Draw everywhere, and all the time. An artist is a sketchbook with a person attached.
Irwin Greenberg





2005-10-06

Tinta da China # 4

Tinha vinte e um anos quando passou por lá a primeira vez. Sabia da existência da Ponte, não lhe sabia o nome mas no Michelin tinha-lhe visto a sombra. Quando se aproximaram, lembrou-se uma vez mais da sua existência. Passaram. Nada viu. Aí despertou em si a certeza de que estas não eram as suas viagens. De que tudo aquilo era um engano. Itinerários. Horários. Obrigações. Não, muito obrigada. Já lhe tinha acontecido na mesma viagem embora diferentemente. Fora no Mont St. Michel. Um dia. E ela deixara os olhos na bruma, na marée, no insólito, no Belo e a alma naquela Merveille onde em todos os recantos descobria o oceano e o infinito. Também falara em deixar cair qualquer outra terra e ficar ali mais tempo. E os itinerários? E os horários? E as obrigações?

Volvidos quase vinte anos voltara. A ponte que ela hoje sabia chamar-se Valentré continuava imperturbável olhando o rio e protegendo a cidade. Para além da ponte descobrira a cidade – de província – sem pretensões por se conhecer bela e segura. A Torre dos Enforcados, onde estranhamente nunca ninguém fora enforcado, disputava as atenções do outro lado do rio. E as ruas e os cafés e a lojinha do material de pintura e o rio e, ali tão perto, St. Cirq Lapopie – a primeira aldeia francesa a ter a denominação de Le plus beau village de France e, ainda aí, outra vez que por lá passara, o conde francês no seu pequeno castelo armado em Museu do Surrealismo; esse homem alto, belo, de uma finura de pintura antiga apesar da sua muita idade e de um cansaço já bastante notório que lhe mostrara, quase à exaustão, os desenhos e pinturas de Picasso, as cores de Picabia, as fotografias de Man-Ray, os poemas de Breton, seus amigos de Paris quando aí tivera uma galeria logo que regressara do Brasil onde vivera longo tempo. Falava português com um ligeiro sotaque pois a mulher, entretanto falecida, era portuguesa. Passara a lua-de-mel em Sintra, conhecia a Ericeira. Tudo isto ela soube quando ele percebeu que ela era portuguesa. Conheceu o seu escritório. Um amplo espaço surrealista num quarto com uma impressionante janela de canto do séc. XVI sobre o Lot e onde por cima da lareira pontificava um quadro de Picasso que lhe era dedicado. A custo, deixou o velho e o seu castelo saído de antanho. Trocou-o pelas grutas de Pech-Merle e por essa espontânea forma primitiva de pintura cuja força se estendeu por todos estes anos.
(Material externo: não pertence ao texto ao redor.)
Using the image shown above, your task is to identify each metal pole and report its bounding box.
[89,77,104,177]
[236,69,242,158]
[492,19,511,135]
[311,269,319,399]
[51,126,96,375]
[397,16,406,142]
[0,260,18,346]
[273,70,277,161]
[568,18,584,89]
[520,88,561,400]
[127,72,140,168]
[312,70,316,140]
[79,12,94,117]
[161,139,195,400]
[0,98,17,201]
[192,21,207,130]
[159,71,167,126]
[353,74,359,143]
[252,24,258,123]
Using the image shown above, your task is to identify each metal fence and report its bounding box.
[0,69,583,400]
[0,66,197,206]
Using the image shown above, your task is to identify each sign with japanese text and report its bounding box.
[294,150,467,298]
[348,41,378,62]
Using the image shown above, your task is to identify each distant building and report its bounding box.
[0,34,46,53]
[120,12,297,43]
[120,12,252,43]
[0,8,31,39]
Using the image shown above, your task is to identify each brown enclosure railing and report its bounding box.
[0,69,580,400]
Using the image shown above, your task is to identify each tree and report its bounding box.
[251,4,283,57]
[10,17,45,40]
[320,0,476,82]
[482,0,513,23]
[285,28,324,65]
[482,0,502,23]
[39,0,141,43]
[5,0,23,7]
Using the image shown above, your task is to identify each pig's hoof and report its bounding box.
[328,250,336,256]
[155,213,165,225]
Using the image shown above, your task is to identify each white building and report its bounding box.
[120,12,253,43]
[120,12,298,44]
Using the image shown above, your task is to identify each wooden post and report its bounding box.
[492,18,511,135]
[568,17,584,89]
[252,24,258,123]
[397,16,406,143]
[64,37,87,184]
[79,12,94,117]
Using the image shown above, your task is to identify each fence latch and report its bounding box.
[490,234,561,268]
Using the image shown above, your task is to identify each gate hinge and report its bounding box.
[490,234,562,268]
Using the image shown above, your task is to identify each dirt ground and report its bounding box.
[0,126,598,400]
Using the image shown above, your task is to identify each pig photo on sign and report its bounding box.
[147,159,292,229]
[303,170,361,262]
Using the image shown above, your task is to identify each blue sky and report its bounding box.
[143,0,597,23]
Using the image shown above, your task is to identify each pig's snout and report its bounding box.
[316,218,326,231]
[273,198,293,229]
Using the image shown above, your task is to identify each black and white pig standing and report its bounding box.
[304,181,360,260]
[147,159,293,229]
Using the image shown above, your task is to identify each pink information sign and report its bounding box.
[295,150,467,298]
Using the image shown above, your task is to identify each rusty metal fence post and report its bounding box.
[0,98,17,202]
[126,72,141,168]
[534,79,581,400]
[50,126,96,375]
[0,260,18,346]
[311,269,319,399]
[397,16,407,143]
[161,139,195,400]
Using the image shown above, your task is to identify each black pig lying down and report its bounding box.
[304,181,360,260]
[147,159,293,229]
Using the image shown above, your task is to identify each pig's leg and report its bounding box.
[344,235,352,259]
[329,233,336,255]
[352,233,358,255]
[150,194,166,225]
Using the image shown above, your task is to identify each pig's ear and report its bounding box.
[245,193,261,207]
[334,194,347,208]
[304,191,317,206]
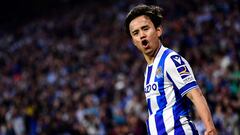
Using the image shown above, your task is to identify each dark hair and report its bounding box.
[124,4,163,37]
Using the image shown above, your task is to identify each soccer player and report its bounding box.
[124,4,217,135]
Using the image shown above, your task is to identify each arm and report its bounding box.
[164,53,217,134]
[186,88,217,135]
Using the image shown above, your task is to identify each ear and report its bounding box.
[156,26,163,37]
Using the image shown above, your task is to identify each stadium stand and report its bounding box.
[0,0,239,134]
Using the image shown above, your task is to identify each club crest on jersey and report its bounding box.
[155,67,163,79]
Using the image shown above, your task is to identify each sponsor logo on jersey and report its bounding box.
[171,55,184,67]
[177,65,191,79]
[171,55,191,79]
[145,82,160,98]
[183,76,194,83]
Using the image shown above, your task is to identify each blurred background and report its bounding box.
[0,0,239,135]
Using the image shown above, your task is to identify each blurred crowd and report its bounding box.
[0,0,239,135]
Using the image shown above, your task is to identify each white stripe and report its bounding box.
[163,56,176,134]
[181,86,199,97]
[177,64,187,68]
[168,129,175,135]
[162,94,175,134]
[150,97,159,114]
[150,48,162,83]
[179,116,193,135]
[148,47,164,114]
[144,66,148,86]
[148,46,165,135]
[149,115,158,135]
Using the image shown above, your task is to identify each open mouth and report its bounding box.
[142,40,149,46]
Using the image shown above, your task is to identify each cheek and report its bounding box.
[150,33,159,44]
[132,38,140,47]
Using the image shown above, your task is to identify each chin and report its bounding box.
[145,50,153,56]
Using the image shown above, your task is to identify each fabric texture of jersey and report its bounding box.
[144,45,199,135]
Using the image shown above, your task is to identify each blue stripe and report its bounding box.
[167,73,199,135]
[146,65,153,85]
[166,73,186,135]
[179,81,198,96]
[188,119,199,135]
[154,49,172,134]
[174,127,186,135]
[155,96,167,134]
[166,73,189,116]
[146,119,151,135]
[155,114,167,135]
[147,98,153,115]
[155,49,172,90]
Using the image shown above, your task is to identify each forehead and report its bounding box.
[129,15,153,31]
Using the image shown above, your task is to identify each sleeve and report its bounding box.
[165,53,199,97]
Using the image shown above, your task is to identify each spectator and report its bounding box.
[0,0,239,134]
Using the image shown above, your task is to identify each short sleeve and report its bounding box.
[165,53,199,97]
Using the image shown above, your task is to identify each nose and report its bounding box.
[140,30,146,39]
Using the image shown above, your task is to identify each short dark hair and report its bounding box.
[124,4,163,37]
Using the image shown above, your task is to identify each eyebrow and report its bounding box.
[131,25,149,34]
[141,25,149,29]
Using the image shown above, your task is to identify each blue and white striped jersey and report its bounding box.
[144,45,199,135]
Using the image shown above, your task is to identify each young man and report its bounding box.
[124,4,216,135]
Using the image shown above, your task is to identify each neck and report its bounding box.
[145,44,161,65]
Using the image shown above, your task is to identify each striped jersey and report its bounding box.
[144,45,199,135]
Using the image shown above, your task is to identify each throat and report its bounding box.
[145,46,161,65]
[145,55,155,65]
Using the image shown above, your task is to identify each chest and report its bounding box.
[144,63,165,98]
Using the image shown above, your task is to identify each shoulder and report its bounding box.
[163,48,192,73]
[163,48,183,65]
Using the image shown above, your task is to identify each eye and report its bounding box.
[132,31,138,36]
[142,26,149,31]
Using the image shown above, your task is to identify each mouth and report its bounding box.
[142,40,149,46]
[141,39,150,49]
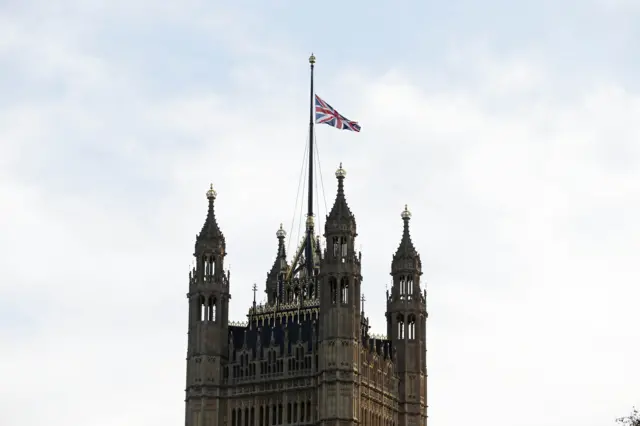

Voltou. (Re)voltou. Cahors é aquele amor perene que não se explica, sente-se.

Esta, a sua forma de viajar.





Pont Valentre -Cahors

4 comentários:

musalia disse...

muito belas as memórias e a forma de revisitação. além da imagem da ponte...

Rui Afonso disse...

Bonita viagem de memórias, excelentemente ilustrada nas palavras e na imagem!

mfc disse...

Memórias excelentes e o esboço é sensacional!

JJ disse...

Um binómio texto-imagem delicado e intenso.